The accounting profession is speaking up to object to proposed changes to employee benefit plan reporting, especially a plan to require plan sponsors to name the engagement partner on plan audits.

The American Institute of Certified Public Accountants submitted its comment letter on a proposal by the U.S. Department of Labor, the Internal Revenue Service, and the Pension Benefit Guaranty Corp. to revise the reporting on employee benefit plans as required under Form 5500, which governs information gathering on operations, funding, and investments in private-sector benefit plans. DOL estimates U.S. entities sponsor 2.3 million health plans and a similar number of other welfare plans that would be affected by the new requirements, covering 143 million workers, retirees, and dependents, with plan assets estimated at $8.7 trillion.

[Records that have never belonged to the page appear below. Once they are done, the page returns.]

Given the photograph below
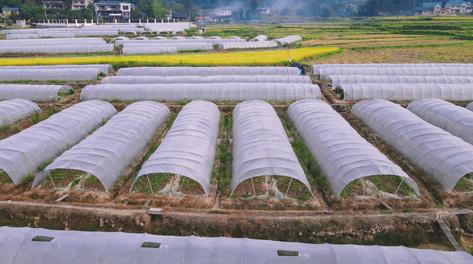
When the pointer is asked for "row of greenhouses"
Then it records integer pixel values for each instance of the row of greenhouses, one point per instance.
(121, 41)
(34, 92)
(23, 245)
(14, 110)
(73, 30)
(400, 81)
(206, 71)
(207, 79)
(55, 46)
(54, 72)
(149, 46)
(261, 146)
(206, 91)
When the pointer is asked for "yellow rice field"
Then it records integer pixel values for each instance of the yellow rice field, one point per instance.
(267, 57)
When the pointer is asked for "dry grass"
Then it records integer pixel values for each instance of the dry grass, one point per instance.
(266, 57)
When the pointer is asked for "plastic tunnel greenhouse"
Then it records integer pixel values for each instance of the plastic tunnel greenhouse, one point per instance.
(341, 80)
(205, 71)
(343, 155)
(445, 157)
(189, 147)
(407, 70)
(451, 118)
(409, 91)
(32, 91)
(112, 148)
(261, 146)
(202, 91)
(208, 79)
(21, 245)
(22, 153)
(14, 110)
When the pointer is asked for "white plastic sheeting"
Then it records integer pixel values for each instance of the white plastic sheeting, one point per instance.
(318, 67)
(189, 147)
(171, 42)
(470, 106)
(343, 155)
(260, 38)
(112, 148)
(102, 68)
(451, 118)
(17, 246)
(14, 110)
(340, 80)
(445, 157)
(208, 79)
(408, 91)
(147, 50)
(206, 71)
(52, 41)
(289, 39)
(407, 70)
(204, 91)
(249, 45)
(54, 72)
(58, 48)
(20, 74)
(32, 92)
(22, 153)
(261, 146)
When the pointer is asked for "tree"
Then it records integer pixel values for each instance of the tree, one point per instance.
(188, 6)
(32, 12)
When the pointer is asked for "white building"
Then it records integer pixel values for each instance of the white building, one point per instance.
(113, 11)
(80, 4)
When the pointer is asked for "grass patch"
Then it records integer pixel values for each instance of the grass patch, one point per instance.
(267, 57)
(224, 156)
(465, 184)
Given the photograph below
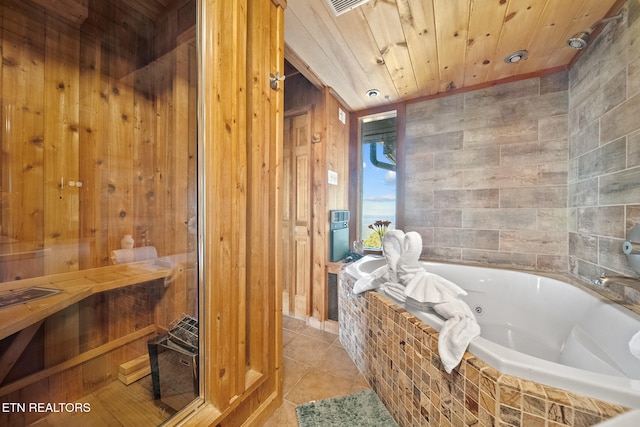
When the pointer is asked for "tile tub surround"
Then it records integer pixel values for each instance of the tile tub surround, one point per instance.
(398, 355)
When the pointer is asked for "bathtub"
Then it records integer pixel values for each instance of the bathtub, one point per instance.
(541, 329)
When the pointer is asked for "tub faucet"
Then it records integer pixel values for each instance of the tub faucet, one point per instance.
(629, 282)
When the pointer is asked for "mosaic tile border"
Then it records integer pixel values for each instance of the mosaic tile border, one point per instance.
(398, 355)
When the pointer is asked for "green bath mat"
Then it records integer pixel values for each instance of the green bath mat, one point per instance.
(363, 408)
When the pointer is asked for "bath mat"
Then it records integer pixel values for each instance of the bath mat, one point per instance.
(363, 408)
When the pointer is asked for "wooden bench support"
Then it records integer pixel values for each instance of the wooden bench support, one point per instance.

DOL says the proposed changes are intended to modernize the financial statements and investment information filed about employee benefit plans and update the reporting requirements for service provider fee and expense information. The changes are meant to enhance accessibility and usability of data filed on the forms and improve compliance under the Employee Retirement Income Security Act and the Internal Revenue Code. They’re also meant to satisfy certain reporting requirements under the Affordable Care Act.

The AICPA submitted a 20-page comment letter on the proposal supporting modernization and improvements in Form 550 reporting but raising a number of objections and concerns, beginning with the proposal’s requirement to name the audit engagement partner. The objections are similar to those raised when the Public Company Accounting Oversight Board initiated a project to require public companies to name the audit engagement partner on public company audits. The PCAOB eventually adopted a standard requiring companies to complete a separate filing to name engagement partners, which is taking effect in 2017.

With respect to employee benefit plans, AICPA says the DOL proposal doesn’t explain the purpose of disclosing the name of engagement partners, nor how the information will be helpful to users. Plan sponsors already know the name of the engagement partner, and plan participants and beneficiaries would not find the information useful because the audit partner cannot discuss the audit due to confidentiality rules.

“Disclosure of an individual name could also mislead or confuse users about the role of the engagement partner by placing a misleading emphasis on a single individual,” AICPA wrote. “In particular, requiring the individual name overemphasizes the role of the engagement partner as compared to the role of the firm, especially considering the significant differences in audit firm size, from a sole proprietor to large regional, national or international firms.”

The AICPA says many of the proposed changes to Form 550 reporting would serve the stated goals, but certain planned changes would create “inconsistencies and greater confusion” about the reporting requirements. The AICPA is concerned the proposal will add to the burden and cost of administering employee benefit plans in a way that will cause plan sponsors to reconsider the benefits they offer or reduce benefit levels.